Defining a customer’s intent when visiting a store, whether real or virtual, can help a company deliver a personalized experience. That’s why it’s important to use tools that can help categorize and identify these visits.
Walmart has provided anonymous trip data for its customers to some of its stores. Among the data were the items purchased and their respective quantities, as well as descriptive information about the products and the day of the week. The task was to use this information to categorize the intent of that client’s visit.
Despite not giving us a reference table for each code, the organizers said that some examples of categories of visits are: weekly purchase of food, gifts for a celebration, or purchase of clothes for the new season.
There were about 95,000 trips for training, and 95,000 for testing. The file contained basically one line for each product purchased during a visit, and it was the competitor’s responsibility to properly transform it to merge the data for each trip.
The following information defined the products: the UPC code, with more than 100 thousand different types; The Fineline code, which is a refined category created by Walmart, with about 5,000 types; And the Department, which contained about 60 different types.
In addition, the ScanCount variable defined how many products of that type were purchased, and if it was a negative number, the customer was returning products.
Transforming the Variables
In order to train a model it was necessary, as a minimum, to group the basic information by trip. Several reports on the forum talked about transformations resulting in thousands of variables.
As I only had 7 days to work in this competition, my goal was to create a simple and compact model, with the fewest possible variables, but with a good performance to position me among the top 10%.
Examples of variables based on statistics of each trip are: the average amount of each product purchased during the trip, indication if there was a return of product, sum of the quantity of all products purchased and the department with the highest quantity of items purchased.
Counts and Proportions
I decided to add the amount of products purchased by department, and use both the count of each department and the proportion that this department occupied in this purchase. This created about 120 variables.
Singular Value Decomposition + TF-IDF
To try to use Fineline and UPC without increasing the number of variables, I decided to add the quantity of products in each of them and make two transformations.
First, TF-IDF, which replaces the quantity by a weight relative to the proportion of an item on that trip, and how often is the presence of this item on other trips.
Then I applied the SVD, which tries to find the components that have the most variation in the data.
These transformations are usually used with text, applied to the word count in each document, and known as Latent Semantic Analysis in that context.

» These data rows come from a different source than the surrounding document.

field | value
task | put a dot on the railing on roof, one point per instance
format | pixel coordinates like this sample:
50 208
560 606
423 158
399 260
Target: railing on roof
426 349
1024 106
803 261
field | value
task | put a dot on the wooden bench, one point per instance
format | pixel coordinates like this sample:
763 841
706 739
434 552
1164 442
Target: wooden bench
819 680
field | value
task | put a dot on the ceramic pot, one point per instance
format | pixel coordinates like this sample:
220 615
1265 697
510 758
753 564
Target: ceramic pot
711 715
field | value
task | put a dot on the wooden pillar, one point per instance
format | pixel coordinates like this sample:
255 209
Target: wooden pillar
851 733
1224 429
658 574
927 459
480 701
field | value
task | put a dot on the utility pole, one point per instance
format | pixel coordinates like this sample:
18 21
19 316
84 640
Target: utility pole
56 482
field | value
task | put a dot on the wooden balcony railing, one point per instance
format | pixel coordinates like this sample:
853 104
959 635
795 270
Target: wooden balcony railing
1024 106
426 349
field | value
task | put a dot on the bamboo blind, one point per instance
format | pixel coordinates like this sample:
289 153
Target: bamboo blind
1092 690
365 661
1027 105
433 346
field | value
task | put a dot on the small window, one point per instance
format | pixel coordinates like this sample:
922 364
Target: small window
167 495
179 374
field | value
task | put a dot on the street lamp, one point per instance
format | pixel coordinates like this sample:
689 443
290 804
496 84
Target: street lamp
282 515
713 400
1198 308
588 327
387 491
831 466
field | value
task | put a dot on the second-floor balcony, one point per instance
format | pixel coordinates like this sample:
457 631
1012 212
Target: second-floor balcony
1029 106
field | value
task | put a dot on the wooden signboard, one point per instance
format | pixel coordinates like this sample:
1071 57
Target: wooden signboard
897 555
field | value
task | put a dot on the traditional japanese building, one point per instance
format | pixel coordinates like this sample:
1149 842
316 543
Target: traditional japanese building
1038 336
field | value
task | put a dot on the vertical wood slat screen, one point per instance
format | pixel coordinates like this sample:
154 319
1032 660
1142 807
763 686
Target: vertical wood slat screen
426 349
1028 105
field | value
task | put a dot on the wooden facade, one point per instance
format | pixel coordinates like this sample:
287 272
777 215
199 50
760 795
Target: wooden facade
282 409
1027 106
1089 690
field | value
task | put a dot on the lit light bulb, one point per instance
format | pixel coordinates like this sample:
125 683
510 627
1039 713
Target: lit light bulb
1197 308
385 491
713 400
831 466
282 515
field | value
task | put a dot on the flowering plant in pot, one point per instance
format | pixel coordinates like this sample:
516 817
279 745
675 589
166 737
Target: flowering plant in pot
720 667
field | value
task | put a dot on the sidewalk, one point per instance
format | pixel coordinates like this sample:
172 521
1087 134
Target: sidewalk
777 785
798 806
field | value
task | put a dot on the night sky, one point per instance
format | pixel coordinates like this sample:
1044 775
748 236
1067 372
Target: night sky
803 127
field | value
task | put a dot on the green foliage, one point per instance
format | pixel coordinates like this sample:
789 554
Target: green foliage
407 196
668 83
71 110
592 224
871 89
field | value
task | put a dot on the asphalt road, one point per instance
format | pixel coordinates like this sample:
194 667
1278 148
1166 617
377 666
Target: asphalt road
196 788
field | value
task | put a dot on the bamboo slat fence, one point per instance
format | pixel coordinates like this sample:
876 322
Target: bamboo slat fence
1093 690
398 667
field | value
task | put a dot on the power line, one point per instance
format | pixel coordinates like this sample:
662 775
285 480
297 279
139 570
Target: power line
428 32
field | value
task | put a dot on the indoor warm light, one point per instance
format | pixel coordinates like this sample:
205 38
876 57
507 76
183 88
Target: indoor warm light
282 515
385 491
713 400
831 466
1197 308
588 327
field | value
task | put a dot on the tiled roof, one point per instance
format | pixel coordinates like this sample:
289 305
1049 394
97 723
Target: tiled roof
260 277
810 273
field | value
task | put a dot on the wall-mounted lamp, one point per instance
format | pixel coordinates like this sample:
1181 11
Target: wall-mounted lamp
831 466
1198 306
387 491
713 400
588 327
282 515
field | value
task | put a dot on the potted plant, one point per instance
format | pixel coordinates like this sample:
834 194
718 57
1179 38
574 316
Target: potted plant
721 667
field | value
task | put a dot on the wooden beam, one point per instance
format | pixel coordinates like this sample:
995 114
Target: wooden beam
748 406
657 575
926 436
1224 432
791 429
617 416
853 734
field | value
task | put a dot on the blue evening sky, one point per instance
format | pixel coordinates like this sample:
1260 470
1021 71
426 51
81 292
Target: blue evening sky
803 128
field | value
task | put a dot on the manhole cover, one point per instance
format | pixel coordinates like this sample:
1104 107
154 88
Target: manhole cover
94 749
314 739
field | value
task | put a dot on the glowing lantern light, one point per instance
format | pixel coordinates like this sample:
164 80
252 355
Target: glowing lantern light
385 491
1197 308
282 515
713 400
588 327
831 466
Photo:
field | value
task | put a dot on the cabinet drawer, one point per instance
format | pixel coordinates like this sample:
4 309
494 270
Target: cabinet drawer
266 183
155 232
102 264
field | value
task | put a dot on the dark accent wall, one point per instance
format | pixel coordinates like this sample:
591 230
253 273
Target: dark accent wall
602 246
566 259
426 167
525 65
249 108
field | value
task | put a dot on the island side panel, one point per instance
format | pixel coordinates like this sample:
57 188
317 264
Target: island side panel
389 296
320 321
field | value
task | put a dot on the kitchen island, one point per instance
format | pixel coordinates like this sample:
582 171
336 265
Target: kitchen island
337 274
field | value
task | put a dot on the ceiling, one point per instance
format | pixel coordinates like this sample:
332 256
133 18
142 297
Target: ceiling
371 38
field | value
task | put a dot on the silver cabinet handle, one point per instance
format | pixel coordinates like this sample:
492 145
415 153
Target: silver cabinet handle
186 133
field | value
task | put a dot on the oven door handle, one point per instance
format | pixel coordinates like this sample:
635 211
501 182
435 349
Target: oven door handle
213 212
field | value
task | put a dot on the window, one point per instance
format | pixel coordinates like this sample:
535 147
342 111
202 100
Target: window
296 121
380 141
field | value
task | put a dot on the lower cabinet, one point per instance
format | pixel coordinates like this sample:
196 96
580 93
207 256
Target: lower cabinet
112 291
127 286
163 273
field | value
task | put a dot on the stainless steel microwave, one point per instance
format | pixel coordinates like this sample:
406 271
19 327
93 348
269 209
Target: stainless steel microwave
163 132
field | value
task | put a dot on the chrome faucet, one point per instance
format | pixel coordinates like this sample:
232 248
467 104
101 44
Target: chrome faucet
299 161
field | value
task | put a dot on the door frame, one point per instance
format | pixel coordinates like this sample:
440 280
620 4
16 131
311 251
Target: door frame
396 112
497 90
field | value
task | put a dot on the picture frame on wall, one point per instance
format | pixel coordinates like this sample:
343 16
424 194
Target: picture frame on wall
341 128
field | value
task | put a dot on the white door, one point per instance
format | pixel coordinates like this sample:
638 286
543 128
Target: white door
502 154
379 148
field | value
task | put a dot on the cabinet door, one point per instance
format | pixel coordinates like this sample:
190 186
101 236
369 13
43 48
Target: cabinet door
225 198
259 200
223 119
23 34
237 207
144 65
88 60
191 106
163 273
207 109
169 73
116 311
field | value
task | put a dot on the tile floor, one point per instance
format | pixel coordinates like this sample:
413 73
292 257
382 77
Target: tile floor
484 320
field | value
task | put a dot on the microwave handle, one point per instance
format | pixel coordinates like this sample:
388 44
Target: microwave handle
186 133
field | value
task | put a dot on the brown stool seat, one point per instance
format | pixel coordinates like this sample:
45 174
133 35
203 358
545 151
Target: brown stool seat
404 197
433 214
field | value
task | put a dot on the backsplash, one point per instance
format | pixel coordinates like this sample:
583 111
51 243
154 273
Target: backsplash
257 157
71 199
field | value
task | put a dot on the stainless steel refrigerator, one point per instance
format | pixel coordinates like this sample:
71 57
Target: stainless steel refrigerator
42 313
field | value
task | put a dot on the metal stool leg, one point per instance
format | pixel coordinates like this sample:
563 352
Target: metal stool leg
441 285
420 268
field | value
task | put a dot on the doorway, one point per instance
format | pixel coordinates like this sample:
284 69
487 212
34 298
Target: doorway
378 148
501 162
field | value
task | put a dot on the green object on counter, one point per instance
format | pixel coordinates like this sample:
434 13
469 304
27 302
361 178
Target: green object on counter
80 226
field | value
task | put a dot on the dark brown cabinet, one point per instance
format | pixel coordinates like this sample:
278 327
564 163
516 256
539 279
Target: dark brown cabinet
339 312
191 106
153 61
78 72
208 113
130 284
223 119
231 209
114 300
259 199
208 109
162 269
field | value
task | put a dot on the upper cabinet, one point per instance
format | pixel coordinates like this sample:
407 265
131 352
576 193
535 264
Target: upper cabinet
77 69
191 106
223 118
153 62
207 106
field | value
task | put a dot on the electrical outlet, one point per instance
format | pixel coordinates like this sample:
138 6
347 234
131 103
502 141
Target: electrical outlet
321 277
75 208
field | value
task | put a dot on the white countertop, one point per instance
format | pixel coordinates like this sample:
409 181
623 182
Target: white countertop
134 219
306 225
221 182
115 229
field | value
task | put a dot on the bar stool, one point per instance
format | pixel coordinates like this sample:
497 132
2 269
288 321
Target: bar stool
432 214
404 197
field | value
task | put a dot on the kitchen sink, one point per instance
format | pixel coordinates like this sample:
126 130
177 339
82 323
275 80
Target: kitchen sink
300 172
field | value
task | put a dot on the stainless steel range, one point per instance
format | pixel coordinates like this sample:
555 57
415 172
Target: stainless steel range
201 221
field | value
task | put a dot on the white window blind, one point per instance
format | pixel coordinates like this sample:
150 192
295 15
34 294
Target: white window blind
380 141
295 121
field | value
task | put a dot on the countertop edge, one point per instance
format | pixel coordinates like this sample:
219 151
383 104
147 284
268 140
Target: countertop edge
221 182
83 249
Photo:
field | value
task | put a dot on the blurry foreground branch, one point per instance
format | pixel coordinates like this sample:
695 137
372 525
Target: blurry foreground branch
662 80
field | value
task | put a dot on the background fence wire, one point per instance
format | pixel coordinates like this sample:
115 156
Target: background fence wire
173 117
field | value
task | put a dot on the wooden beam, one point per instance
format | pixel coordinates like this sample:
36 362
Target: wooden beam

In addition to reducing the size of the data, it is expected to remove much of the noise, and find structural categories to which the trip belongs.
In practice this helped a lot with Fineline, but it did not help much with UPC.
Logistic Regression L1 and L2
Another way to reduce size is to train a simpler model and use its predictions as a variable in the main model.
For this, I trained two logistic regressions: one with L2 penalty and another with L1 penalty. This generated about 70 variables, 37 for each regression, with the probability of an example belonging to each class.
Gradient Boosted Trees – XGBoost
Most of my time was focused on building a good model with XGBoost. This model was already good enough to stay in the top 10%.
To complement XGBoost, and try a better position, I decided to train a neural network on the same variables. It had 2 hidden layers and dropout.
Other competitors reported good results with neural networks, but I did not spend much time tinkering with them. The intention was only to achieve a slight improvement over the result of XGBoost.
Possible Results and Improvements
The final solution was a simple ensemble between a neural network and XGBoost, which was enough to secure a position among the top 7%. The solution took about 8 hours of work.
Using only the Gradient Boosted Trees model, without ensemble, it was possible to stay in the Top 9%. This model had only 200 variables. Most of the better models had more than 5000 variables. Certainly increasing the number of variables could make this model position above the Top 5%, but it would take a lot of time to train.
Other possible improvements would be: to increase the ensemble, to create a set of variables optimized for the neural network, to use directly the variables with Fineline counts, to better tune the parameters of the logistic regressions and the transformations.